Selon un sondage réalisé du 8 au 11 mai par La guignolée des médias, 650 000 Québécois ont eu recours à un comptoir d’aide alimentaire depuis le début de la crise, dont 322 000 pour la première fois. Toujours selon le sondage, un Québécois sur cinq affirme qu’il ne pourra nourrir sa famille que pendant un mois après la fin de l’aide gouvernementale actuelle. Ainsi, près de 15% estiment très ou assez probable la possibilité qu’ils aient recours aux services d’un comptoir alimentaire. Au moment du sondage, un Québécois sur cinq dépendait financièrement de l’assurance-emploi ou de la Prestation canadienne d’urgence. Le quart de la population anticipait par ailleurs qu’elle aurait de la difficulté à trouver un emploi lorsqu’elle n’aurait plus accès à ces programmes d’aide gouvernementaux. La campagne d’urgence Le confinement, ça donne faim organisée par La guignolée des médias du 20 avril au 31 mai, a permis de récolter 1,2 M$ au bénéfice de quelque 70 comptoirs d'aide alimentaire de partout au Québec. Par ailleurs, la 11e édition de la campagne printanière de la Société des alcools du Québec, tenue en mai, a récolté plus de 1 M$ pour le réseau des Banques alimentaires du Québec.
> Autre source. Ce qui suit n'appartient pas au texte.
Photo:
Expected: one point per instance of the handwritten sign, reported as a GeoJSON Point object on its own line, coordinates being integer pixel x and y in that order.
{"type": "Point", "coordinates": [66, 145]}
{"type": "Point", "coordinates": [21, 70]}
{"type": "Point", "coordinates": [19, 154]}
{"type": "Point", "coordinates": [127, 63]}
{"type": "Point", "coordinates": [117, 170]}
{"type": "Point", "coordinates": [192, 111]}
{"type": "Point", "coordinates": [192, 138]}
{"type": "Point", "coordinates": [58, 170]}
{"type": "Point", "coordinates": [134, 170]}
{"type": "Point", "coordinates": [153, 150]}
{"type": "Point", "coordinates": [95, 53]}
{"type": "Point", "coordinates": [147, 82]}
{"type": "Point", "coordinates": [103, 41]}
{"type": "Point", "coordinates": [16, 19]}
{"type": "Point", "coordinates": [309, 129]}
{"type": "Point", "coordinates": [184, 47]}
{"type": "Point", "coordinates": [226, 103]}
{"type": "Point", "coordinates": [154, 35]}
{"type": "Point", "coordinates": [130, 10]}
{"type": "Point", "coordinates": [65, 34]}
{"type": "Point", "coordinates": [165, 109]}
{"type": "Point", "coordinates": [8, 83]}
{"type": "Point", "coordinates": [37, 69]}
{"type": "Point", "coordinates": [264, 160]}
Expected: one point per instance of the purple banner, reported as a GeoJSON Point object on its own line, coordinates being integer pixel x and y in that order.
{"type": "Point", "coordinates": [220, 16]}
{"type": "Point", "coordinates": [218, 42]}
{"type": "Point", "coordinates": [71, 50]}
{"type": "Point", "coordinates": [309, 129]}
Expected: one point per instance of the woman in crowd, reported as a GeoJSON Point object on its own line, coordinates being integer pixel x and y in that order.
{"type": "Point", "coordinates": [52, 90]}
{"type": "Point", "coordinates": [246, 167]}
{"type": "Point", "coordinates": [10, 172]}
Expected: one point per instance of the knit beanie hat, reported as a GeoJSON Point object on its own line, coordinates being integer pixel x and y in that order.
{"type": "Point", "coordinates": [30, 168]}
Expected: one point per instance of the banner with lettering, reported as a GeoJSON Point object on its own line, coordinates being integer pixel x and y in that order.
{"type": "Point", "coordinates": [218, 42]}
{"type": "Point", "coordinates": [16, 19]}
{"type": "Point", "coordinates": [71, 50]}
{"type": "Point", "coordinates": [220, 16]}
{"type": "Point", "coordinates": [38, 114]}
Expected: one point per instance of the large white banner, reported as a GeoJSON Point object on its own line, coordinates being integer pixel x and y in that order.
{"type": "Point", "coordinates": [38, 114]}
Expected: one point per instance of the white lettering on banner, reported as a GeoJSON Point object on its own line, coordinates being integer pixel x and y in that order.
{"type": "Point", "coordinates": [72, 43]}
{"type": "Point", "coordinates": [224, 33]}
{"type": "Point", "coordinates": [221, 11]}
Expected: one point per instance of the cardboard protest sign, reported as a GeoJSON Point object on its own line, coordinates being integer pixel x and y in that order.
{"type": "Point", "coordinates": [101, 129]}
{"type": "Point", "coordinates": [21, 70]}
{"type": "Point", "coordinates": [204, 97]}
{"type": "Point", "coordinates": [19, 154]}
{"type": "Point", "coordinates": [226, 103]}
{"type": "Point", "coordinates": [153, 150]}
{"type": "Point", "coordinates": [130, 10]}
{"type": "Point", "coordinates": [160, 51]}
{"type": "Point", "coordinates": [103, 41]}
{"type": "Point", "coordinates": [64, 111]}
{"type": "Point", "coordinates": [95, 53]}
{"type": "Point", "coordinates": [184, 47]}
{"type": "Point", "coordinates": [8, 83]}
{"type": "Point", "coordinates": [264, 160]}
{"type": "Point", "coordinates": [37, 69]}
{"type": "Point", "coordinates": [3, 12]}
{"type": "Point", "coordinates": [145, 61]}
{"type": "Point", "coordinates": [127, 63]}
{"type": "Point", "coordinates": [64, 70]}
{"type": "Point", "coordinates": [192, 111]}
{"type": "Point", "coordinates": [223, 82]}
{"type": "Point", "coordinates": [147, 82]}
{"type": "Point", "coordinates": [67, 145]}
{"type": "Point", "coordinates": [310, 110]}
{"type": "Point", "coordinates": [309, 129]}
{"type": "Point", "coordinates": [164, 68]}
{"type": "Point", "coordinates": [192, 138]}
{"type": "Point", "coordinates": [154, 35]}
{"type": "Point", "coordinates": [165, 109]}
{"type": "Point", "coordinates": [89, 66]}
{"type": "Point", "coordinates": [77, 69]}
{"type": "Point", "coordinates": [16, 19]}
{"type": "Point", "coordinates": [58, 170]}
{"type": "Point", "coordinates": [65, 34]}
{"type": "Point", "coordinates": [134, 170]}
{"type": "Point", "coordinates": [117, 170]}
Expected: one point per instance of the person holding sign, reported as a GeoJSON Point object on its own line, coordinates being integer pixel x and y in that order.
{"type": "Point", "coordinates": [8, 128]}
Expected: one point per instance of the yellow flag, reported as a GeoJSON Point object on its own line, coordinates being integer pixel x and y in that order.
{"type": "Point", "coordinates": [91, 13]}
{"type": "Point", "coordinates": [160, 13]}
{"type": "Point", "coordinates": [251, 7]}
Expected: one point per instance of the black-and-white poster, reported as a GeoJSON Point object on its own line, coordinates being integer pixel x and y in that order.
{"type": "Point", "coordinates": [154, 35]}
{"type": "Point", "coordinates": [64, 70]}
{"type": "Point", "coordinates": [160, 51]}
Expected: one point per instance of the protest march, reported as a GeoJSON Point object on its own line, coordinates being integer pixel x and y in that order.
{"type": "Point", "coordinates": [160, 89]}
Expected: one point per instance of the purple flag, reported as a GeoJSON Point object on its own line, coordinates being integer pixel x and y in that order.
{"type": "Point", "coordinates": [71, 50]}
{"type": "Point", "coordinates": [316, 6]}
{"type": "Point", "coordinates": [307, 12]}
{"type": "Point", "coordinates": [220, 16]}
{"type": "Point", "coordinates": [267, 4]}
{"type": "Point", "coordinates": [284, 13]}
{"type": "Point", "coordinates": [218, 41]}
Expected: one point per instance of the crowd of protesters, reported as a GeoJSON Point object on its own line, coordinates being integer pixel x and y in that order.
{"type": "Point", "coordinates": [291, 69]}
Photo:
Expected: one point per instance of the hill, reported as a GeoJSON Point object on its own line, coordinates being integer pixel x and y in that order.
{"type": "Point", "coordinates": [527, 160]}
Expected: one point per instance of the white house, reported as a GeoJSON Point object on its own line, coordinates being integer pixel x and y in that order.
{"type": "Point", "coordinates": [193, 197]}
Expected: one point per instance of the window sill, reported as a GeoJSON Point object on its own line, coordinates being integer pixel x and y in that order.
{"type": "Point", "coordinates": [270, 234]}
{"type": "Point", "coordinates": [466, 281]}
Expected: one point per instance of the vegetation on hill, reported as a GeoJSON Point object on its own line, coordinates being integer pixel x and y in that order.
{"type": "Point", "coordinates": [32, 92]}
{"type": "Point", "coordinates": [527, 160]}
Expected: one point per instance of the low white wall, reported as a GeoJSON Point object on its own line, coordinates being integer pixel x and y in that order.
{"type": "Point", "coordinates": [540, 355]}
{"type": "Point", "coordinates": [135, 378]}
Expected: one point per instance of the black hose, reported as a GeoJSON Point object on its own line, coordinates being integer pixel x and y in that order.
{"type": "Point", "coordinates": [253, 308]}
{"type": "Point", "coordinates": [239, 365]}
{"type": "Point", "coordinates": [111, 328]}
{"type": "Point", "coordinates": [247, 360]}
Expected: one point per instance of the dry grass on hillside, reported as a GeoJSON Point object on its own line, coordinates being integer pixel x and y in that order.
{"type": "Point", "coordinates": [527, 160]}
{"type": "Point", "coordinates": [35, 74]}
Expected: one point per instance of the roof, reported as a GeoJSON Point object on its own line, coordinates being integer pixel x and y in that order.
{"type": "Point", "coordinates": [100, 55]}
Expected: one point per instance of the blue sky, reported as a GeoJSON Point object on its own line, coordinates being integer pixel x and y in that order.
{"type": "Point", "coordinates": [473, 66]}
De plus, depuis mars et jusqu’à nouvel ordre, la SAQ remet au réseau les frais de livraison à domicile de 12$ facturés pour chaque commande en ligne.

Des mesures pour assurer la sécurité des employés et des bénéficiaires

Les organismes de dépannage et banques alimentaires ont dû «se revirer sur un 30 sous» pour pouvoir assurer la sécurité de leurs employés, bénévoles et bénéficiaires tout en continuant d’offrir leurs services essentiels. «Ç’a été vraiment beau de voir la capacité d’adaptation de notre personnel, affirme la directrice développement et philanthropie de Moisson Sud-Ouest Geneviève St-Jacques Thériault. Grâce à l’aide de Banques alimentaires du Québec, qui nous communiquait déjà des normes deux jours après la fermeture des écoles, on a pu très rapidement s’organiser.» La banque alimentaire a installé des affiches pour sensibiliser ses employés aux règles d’hygiène à appliquer. Des corvées de bénévoles hors site ont été organisées pour trier les denrées, afin de limiter l’accès à l’entrepôt au plus petit nombre de personnes possible. Les denrées sont ensuite mises en quarantaine avant d’être distribuées aux organismes. «Dès le début, on a coupé l’accès à l’entrepôt, sauf pour les bénévoles et les employés, qui portent tous des gants et un masque, raconte de son côté le directeur général de Moisson Rive-Sud Dany Hétu. On a également mis en place des mesures quotidiennes de désinfection des surfaces et des équipements. Et nos employés administratifs font du télétravail.» Chez Mission Nouvelle Génération, le directeur général Stéphane Plante explique que des stations de désinfection et des Plexiglass ont été installés dans les locaux. «Auparavant, les gens accédaient à l’intérieur de l’entrepôt pour remplir leur panier, comme à l’épicerie. Maintenant, les paniers sont préparés par les bénévoles qui les remettent aux familles à l’extérieur. On a aussi lancé un service de livraison à domicile pour les personnes âgées et plus vulnérables.» Du côté de la Rencontre châteauguoise, les employés et bénévoles portent gants et masques et les surfaces et équipements sont désinfectés deux fois par jour. «Ceux qui le peuvent font du télétravail, ajoute la directrice générale Josée Foucault. On limite aussi le nombre de bénévoles pour la distribution des denrées le jeudi matin à deux ou trois, alors qu’on en avait auparavant dix ou quinze. Ce qui nous prenait une journée d’organisation nous prend maintenant la semaine.»